日本社会においては、メディアに頻繁に露出する北朝鮮へのイメージは「異常さ」のみが強調され、敵対心をあおる状態が続いている。拉致問題の解決に向けた取り組みが一向に進まない状況への苛立ちはもっともであるが、その苛立ちを国家間の関係断絶や敵対状態の肯定に結びつけて、反北朝鮮世論が強化されていることは、由々しき事態である。拉致問題については被害者への謝罪と補償、安否調査や情報公開などを通じた真相究明が北朝鮮政府によって誠実に行われることが必要であることは言うまでもない。ただし拉致事件の解決と日朝交渉は二律背反の関係ではなく、共に進むべき関係にあることを私たちは訴えたい。同時に、曖昧にされてはならないのが日本の植民地支配に対する責任問題である。歴史認識を基礎とした誠実な過去清算を行っていくことが、朝鮮半島と日本の未来に向けた関係作りの出発点になる。国交を正常化する努力は、両国間の長い歴史の中で培われた不正常な関係を解きほぐし、拉致事件や植民地支配という国家暴力を二度と起こさないための積極的な模索であるはずだ。

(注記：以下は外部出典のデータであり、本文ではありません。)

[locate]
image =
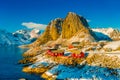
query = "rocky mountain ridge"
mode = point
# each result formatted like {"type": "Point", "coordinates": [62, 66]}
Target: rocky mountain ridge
{"type": "Point", "coordinates": [72, 26]}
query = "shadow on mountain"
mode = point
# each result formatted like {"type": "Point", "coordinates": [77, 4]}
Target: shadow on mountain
{"type": "Point", "coordinates": [102, 36]}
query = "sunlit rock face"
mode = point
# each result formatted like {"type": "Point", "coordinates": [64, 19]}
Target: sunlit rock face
{"type": "Point", "coordinates": [76, 28]}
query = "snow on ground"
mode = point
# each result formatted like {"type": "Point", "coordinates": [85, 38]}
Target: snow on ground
{"type": "Point", "coordinates": [113, 45]}
{"type": "Point", "coordinates": [86, 72]}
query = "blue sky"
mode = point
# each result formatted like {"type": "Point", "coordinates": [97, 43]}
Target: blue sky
{"type": "Point", "coordinates": [101, 13]}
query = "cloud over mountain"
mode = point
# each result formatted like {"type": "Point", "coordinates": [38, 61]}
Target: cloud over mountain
{"type": "Point", "coordinates": [34, 25]}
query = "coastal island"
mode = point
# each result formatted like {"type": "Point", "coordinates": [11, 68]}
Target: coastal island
{"type": "Point", "coordinates": [69, 49]}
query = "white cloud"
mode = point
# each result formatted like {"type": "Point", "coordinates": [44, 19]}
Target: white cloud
{"type": "Point", "coordinates": [34, 25]}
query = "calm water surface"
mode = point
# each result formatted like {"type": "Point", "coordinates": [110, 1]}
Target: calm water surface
{"type": "Point", "coordinates": [9, 69]}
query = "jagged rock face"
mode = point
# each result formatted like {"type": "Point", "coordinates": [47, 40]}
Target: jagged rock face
{"type": "Point", "coordinates": [55, 28]}
{"type": "Point", "coordinates": [72, 24]}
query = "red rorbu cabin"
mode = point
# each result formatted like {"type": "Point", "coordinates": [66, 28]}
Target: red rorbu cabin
{"type": "Point", "coordinates": [55, 53]}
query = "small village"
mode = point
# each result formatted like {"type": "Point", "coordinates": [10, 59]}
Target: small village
{"type": "Point", "coordinates": [46, 59]}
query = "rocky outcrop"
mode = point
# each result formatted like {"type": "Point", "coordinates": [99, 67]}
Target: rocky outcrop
{"type": "Point", "coordinates": [56, 28]}
{"type": "Point", "coordinates": [52, 32]}
{"type": "Point", "coordinates": [76, 28]}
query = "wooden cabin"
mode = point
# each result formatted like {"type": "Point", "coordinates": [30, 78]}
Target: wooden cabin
{"type": "Point", "coordinates": [55, 52]}
{"type": "Point", "coordinates": [80, 55]}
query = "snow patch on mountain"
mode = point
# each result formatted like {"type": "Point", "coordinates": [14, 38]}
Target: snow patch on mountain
{"type": "Point", "coordinates": [19, 37]}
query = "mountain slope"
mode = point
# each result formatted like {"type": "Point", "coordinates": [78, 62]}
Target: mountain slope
{"type": "Point", "coordinates": [19, 37]}
{"type": "Point", "coordinates": [107, 33]}
{"type": "Point", "coordinates": [76, 29]}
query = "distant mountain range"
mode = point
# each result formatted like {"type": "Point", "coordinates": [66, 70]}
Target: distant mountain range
{"type": "Point", "coordinates": [73, 28]}
{"type": "Point", "coordinates": [19, 37]}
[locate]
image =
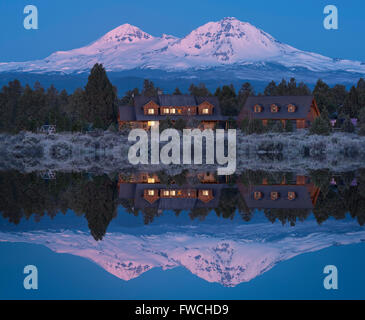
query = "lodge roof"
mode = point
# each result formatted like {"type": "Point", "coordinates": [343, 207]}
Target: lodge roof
{"type": "Point", "coordinates": [302, 200]}
{"type": "Point", "coordinates": [127, 113]}
{"type": "Point", "coordinates": [302, 104]}
{"type": "Point", "coordinates": [170, 203]}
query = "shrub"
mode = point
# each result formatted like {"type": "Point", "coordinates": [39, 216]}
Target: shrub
{"type": "Point", "coordinates": [320, 126]}
{"type": "Point", "coordinates": [362, 130]}
{"type": "Point", "coordinates": [278, 126]}
{"type": "Point", "coordinates": [289, 126]}
{"type": "Point", "coordinates": [347, 125]}
{"type": "Point", "coordinates": [255, 126]}
{"type": "Point", "coordinates": [244, 124]}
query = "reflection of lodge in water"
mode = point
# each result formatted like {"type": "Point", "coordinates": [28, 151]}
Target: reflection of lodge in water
{"type": "Point", "coordinates": [147, 191]}
{"type": "Point", "coordinates": [298, 194]}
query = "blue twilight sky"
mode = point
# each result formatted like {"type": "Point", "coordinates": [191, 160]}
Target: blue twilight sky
{"type": "Point", "coordinates": [68, 24]}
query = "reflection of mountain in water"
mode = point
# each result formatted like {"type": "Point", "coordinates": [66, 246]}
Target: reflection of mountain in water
{"type": "Point", "coordinates": [282, 196]}
{"type": "Point", "coordinates": [227, 254]}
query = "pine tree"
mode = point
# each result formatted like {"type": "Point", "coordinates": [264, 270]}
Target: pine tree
{"type": "Point", "coordinates": [289, 126]}
{"type": "Point", "coordinates": [177, 92]}
{"type": "Point", "coordinates": [321, 125]}
{"type": "Point", "coordinates": [351, 106]}
{"type": "Point", "coordinates": [100, 98]}
{"type": "Point", "coordinates": [361, 92]}
{"type": "Point", "coordinates": [347, 125]}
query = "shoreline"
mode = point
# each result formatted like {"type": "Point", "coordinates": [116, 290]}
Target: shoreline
{"type": "Point", "coordinates": [107, 152]}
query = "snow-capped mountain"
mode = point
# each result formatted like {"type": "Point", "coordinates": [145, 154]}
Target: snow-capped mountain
{"type": "Point", "coordinates": [226, 44]}
{"type": "Point", "coordinates": [224, 254]}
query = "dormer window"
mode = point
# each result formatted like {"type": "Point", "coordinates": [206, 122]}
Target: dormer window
{"type": "Point", "coordinates": [291, 195]}
{"type": "Point", "coordinates": [257, 195]}
{"type": "Point", "coordinates": [257, 108]}
{"type": "Point", "coordinates": [274, 108]}
{"type": "Point", "coordinates": [274, 195]}
{"type": "Point", "coordinates": [291, 108]}
{"type": "Point", "coordinates": [152, 123]}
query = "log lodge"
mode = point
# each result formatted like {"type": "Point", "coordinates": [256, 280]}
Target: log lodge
{"type": "Point", "coordinates": [300, 110]}
{"type": "Point", "coordinates": [148, 111]}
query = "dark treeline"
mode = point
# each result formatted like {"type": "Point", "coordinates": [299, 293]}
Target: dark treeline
{"type": "Point", "coordinates": [96, 105]}
{"type": "Point", "coordinates": [26, 108]}
{"type": "Point", "coordinates": [23, 196]}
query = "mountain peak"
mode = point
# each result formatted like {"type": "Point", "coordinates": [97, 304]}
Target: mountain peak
{"type": "Point", "coordinates": [126, 33]}
{"type": "Point", "coordinates": [231, 40]}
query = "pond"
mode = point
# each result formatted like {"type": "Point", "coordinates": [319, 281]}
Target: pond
{"type": "Point", "coordinates": [194, 235]}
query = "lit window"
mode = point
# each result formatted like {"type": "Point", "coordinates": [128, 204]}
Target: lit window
{"type": "Point", "coordinates": [274, 108]}
{"type": "Point", "coordinates": [274, 195]}
{"type": "Point", "coordinates": [291, 195]}
{"type": "Point", "coordinates": [257, 108]}
{"type": "Point", "coordinates": [257, 195]}
{"type": "Point", "coordinates": [291, 108]}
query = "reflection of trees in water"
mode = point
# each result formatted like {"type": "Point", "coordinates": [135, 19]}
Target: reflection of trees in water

過去を乗り越え、日朝間の新たな関係を築く上で非常に重要な役割を担う主体として、地域に暮らす市民やNGOの存在がある。政府間にとどまらない多様なチャンネルを通じた具体的な市民同士の人的交流・連携は、両国市民の顔の見える関係を作り出し、平和共存に向けた雰囲気を生み出していく。そのような意味でも、限られたチャンネルの中においても日朝間の市民交流を活発に行っていく必要がある。その一つとして、今北朝鮮に必要な人道支援を日本の市民・NGOが積極的に行うことを強く望む。北朝鮮は今年8月中旬にあった断続的な豪雨により甚大な被害を受け、国連の各機関も緊急支援の必要性を訴えている。未来の共生社会のパートナーである北朝鮮の市民が水害被害に苦しむ様子を直視し、人道支援を積極的に進めることの必要性を訴えたい。
現在、北朝鮮に対する敵意と蔑視が蔓延する日本社会にあって、在日コリアンに対してもその矛先は向けられつつある。日本政府によってとられる北朝鮮への制裁措置は、有形無形に在日コリアンにも影響を与えている。再入国許可の一部制限や、在日本朝鮮人総連合会及び関連施設への相次ぐ強制捜査などに象徴される行為は、日本政府の政治的意図抜きに考えることはできない。さらに直接的ではなくとも、このような状況に多くの在日コリアンが不安や絶望にさらされている。国家の狭間で生きる私たち在日コリアンは、不正常な国家間関係の中で常に翻弄され、最もその影響を受ける存在である。日朝交渉においては、在日コリアンに関わる課題についても十分な協議が行われること、当事者である私たち在日コリアンの要望が確実に反映されることを求める。
日朝間の不正常な関係は、日本社会の中であたかも当たり前かのように受け止められている。この固定化された状況を動かすには大きな困難さを伴うだろう。しかしながら、諸課題の解決に向けたたゆまぬ対話の努力で国交正常化への道が開かれる。そのことは、取りも直さず、東アジア地域全体の平和と共生につながるものだ。今後における両国政府間の誠実な対話の重要性を再度確認しながら、私たちは第1回日朝首脳会談から5年目を迎える今日、改めて日朝間の対話の促進と国交正常化を求めるものである。